Sunday, 29 September 2013

Anti-Christian Violence in Mideast and Africa Condemned by Jewish Groups



Amid the recent wave of violence directed against Christians in the Middle East and Africa, including Sunday's massive terror attack on Pakistan's All Saints Church that left at least 85 dead, Jewish organizations called on governments in the region to do more to protect Christians.

"The attacks on innocent civilians at their homes and places of worship in Pakistan, Nigeria, Egypt and Syria are shocking and abhorrent," said Abraham H. Foxman, Anti-Defamation League (ADL) national director, in a statement. "These countries are not doing enough to protect their minority Christian communities or to enforce the rule of law."

Since the ouster of Islamist President Mohamed Morsi in July, more than three-dozen churches, businesses and Christian homes have been attacked by Islamists. In Nigeria, religious conflict between the mainly Christian south and Muslim north has raged in Nigeria for decades. Boko Haram, a Salafist Islamic terrorist group, calls for the formation of a "pure Islamic state" governed by sharia law and has attacked Christian targets, government offices, and moderate Muslims repeatedly since its formation in 2001. Hundreds of Christians have been killed in Syria, mainly by Al-Qaeda-linked rebel groups, and hundreds of thousands have fled amid that country's ongoing civil war.

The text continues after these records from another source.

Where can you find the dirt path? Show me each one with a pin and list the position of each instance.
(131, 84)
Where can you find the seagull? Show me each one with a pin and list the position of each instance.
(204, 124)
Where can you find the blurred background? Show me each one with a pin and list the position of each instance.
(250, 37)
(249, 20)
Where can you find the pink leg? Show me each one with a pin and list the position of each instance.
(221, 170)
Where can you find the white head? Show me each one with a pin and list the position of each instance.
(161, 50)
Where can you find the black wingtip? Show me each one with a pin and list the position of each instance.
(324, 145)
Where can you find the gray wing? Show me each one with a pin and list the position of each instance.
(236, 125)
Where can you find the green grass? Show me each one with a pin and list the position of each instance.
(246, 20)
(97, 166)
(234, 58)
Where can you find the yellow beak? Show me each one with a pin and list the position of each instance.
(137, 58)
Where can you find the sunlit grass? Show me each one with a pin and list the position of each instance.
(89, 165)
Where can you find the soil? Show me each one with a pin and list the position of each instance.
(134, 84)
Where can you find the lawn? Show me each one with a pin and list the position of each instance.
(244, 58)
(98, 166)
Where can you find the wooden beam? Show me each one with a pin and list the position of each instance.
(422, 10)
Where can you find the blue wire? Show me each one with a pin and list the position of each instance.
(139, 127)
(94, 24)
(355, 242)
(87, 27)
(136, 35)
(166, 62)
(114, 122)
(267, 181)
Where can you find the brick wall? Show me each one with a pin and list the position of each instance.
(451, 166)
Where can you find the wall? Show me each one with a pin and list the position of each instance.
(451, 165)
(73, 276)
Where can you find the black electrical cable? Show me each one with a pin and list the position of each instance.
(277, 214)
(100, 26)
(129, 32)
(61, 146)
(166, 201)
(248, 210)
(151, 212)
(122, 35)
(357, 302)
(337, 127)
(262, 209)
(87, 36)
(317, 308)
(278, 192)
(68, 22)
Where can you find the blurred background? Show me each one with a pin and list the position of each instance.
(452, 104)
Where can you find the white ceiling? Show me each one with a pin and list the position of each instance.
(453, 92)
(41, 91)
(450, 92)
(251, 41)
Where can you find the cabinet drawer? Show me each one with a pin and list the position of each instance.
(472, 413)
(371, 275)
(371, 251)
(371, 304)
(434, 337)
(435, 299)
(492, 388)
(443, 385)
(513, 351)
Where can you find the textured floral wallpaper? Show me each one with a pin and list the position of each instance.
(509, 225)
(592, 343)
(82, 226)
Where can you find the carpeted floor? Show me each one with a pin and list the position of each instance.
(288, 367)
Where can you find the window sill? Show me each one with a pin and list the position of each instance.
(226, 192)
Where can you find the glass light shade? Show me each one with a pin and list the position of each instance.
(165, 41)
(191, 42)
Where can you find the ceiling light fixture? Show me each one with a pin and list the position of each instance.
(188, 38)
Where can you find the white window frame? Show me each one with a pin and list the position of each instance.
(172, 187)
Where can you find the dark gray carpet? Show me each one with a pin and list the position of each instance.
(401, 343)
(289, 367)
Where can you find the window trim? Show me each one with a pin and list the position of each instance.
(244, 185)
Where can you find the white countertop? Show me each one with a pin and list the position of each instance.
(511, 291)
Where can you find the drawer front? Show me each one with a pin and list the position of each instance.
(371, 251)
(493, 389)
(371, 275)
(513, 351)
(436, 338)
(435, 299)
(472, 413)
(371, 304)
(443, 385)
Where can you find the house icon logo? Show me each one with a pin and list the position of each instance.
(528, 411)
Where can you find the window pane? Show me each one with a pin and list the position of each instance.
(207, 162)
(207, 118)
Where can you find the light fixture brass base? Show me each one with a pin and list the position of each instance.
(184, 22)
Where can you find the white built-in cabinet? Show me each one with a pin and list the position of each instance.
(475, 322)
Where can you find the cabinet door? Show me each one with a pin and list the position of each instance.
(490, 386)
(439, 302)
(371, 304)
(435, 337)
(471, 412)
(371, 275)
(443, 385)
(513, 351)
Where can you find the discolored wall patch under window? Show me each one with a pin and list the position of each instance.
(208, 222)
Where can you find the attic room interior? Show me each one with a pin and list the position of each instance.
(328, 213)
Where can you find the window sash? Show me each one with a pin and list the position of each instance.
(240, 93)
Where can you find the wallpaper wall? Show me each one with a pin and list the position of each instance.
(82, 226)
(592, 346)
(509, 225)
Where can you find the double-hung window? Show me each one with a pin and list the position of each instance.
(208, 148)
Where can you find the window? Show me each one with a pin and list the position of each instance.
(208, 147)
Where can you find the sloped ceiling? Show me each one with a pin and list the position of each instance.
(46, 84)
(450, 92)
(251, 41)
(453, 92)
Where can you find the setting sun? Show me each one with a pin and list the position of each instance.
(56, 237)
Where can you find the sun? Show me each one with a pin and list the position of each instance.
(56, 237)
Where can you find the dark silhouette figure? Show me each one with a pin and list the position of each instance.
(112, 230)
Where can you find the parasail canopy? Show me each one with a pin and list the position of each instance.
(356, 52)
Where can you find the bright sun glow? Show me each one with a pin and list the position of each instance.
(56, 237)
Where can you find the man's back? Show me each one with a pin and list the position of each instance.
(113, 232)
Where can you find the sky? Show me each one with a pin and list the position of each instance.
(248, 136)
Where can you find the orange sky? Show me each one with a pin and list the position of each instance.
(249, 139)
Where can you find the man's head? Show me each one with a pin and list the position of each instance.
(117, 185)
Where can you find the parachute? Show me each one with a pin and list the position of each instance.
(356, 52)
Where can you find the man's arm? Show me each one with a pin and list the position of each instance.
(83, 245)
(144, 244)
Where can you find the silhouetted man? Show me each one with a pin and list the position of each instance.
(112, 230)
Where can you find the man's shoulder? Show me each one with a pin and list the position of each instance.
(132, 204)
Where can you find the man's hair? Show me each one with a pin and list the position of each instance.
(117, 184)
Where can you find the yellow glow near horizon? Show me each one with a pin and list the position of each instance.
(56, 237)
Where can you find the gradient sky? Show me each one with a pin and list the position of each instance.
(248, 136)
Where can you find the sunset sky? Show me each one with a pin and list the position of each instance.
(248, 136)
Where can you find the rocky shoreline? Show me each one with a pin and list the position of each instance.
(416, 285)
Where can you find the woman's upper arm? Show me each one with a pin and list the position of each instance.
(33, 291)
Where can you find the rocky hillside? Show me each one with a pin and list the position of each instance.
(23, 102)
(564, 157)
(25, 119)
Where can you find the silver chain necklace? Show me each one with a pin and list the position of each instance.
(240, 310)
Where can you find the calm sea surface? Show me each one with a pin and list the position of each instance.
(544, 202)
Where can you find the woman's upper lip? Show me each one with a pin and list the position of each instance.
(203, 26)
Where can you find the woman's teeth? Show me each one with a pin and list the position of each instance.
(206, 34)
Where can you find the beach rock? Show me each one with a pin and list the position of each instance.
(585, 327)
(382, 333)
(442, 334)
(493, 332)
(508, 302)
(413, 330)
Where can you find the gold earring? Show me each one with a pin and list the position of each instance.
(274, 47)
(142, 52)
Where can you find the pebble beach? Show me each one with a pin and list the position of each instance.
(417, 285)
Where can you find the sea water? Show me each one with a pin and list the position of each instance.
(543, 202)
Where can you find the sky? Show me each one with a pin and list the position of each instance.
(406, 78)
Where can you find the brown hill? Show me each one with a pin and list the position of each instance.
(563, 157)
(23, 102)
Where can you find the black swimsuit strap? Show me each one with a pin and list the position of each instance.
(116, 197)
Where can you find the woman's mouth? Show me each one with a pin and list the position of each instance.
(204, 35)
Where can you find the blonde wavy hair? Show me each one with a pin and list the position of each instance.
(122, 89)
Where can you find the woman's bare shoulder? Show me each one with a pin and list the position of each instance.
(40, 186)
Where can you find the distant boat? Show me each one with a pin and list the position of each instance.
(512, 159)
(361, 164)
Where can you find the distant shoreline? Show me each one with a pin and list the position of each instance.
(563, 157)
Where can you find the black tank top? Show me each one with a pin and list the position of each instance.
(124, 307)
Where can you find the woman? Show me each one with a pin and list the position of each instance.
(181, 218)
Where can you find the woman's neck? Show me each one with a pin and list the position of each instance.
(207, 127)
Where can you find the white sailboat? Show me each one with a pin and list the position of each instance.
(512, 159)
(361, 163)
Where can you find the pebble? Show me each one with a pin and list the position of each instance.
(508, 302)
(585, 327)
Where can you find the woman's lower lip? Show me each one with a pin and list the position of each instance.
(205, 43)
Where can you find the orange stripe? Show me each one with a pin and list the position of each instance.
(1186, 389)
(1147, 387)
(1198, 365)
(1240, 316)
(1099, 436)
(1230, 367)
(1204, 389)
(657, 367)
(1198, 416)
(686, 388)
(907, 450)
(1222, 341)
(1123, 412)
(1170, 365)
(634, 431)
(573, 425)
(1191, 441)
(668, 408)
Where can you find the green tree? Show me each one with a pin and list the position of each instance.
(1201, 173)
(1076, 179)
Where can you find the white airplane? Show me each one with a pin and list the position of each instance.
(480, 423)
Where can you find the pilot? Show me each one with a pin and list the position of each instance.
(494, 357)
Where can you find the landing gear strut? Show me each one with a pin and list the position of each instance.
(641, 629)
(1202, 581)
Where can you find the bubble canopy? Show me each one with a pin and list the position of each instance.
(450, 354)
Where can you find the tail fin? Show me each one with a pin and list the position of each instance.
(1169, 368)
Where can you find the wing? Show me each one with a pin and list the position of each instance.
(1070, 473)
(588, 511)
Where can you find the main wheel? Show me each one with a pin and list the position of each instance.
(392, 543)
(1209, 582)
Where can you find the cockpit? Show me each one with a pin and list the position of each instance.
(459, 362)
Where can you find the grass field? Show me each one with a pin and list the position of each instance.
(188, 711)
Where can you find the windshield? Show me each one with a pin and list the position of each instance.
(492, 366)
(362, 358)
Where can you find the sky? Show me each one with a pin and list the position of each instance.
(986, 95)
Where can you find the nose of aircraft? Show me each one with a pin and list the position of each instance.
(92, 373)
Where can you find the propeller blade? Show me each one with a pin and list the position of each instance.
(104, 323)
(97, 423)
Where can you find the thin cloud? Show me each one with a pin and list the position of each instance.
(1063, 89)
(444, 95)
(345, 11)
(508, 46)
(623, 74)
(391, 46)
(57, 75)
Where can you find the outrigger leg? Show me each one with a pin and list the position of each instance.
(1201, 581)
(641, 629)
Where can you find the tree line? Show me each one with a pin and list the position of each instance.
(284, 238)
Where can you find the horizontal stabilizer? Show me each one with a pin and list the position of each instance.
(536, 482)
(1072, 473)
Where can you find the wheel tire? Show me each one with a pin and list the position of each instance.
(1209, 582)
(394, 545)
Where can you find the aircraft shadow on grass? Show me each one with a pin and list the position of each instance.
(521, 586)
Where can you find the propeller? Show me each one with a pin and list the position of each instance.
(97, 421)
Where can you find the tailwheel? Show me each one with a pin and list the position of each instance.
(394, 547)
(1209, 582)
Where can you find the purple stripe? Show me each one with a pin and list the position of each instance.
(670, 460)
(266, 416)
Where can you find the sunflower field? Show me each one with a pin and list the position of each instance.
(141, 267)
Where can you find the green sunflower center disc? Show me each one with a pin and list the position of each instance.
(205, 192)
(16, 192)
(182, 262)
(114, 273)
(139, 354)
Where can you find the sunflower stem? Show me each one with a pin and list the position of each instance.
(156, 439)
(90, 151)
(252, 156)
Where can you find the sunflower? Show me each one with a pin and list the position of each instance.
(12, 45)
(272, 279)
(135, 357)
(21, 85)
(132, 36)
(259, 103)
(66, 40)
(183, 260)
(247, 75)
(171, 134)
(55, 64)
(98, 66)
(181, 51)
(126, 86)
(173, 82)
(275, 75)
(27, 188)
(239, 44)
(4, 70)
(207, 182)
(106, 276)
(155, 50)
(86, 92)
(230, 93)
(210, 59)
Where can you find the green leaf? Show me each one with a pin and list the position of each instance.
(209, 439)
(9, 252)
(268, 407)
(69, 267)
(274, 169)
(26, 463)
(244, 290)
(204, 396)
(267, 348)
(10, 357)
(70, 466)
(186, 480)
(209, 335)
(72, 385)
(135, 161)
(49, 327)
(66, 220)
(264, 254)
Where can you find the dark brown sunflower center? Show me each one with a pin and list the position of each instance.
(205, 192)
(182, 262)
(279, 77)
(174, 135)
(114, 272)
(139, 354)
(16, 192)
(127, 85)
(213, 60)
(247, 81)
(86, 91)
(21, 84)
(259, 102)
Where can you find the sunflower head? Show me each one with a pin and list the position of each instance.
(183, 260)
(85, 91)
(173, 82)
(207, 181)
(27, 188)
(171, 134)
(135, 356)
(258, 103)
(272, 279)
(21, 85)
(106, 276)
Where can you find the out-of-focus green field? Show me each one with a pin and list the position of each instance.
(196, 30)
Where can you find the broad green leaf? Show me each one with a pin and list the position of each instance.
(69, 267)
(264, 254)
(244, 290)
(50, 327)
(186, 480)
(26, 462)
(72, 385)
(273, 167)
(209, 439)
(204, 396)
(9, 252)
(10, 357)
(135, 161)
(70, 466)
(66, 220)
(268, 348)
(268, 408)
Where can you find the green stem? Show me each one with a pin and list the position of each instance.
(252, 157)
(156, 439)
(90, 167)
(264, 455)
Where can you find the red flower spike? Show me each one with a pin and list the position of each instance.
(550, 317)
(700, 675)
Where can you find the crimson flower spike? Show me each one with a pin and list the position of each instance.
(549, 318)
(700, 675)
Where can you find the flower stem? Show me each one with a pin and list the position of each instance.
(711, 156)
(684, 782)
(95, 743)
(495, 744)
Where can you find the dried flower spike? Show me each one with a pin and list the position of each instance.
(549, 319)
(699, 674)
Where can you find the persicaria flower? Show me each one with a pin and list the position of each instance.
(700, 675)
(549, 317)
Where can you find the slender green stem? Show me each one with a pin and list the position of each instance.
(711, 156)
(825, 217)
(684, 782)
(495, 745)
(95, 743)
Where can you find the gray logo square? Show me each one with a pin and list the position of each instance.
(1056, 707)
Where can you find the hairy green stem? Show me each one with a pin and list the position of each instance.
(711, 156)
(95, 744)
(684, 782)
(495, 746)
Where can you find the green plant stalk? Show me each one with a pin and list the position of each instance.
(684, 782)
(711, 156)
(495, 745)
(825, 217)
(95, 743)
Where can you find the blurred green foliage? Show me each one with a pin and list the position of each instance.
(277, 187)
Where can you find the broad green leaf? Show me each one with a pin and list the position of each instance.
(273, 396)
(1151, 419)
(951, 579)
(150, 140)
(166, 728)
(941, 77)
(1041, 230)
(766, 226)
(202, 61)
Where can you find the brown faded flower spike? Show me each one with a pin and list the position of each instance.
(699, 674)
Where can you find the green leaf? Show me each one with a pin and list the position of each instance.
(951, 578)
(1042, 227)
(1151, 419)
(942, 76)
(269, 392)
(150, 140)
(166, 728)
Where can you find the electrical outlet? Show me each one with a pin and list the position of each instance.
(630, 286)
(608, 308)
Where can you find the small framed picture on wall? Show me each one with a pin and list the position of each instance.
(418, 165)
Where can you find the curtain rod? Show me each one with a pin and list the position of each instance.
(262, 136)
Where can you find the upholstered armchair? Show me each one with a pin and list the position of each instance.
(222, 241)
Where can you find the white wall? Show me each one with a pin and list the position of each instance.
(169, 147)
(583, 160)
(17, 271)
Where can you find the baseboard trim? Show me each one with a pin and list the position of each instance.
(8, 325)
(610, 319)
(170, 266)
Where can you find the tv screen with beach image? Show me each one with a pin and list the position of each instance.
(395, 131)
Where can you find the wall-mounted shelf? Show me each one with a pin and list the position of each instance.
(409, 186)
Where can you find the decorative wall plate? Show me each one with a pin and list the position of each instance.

Meanwhile, in response to Sunday's massive terror attack on Pakistan's All Saints Church, the American Jewish Committee's executive director, David Harris, issued a statement calling on the Pakistani government "to do everything possible to protect the country's Christian minority."
Harris said there "needs to be a sustained global outcry in the face of such deadly attacks, fueled by religious extremism."

"Sadly and inexplicably, however, that has been largely missing. Why?" he said.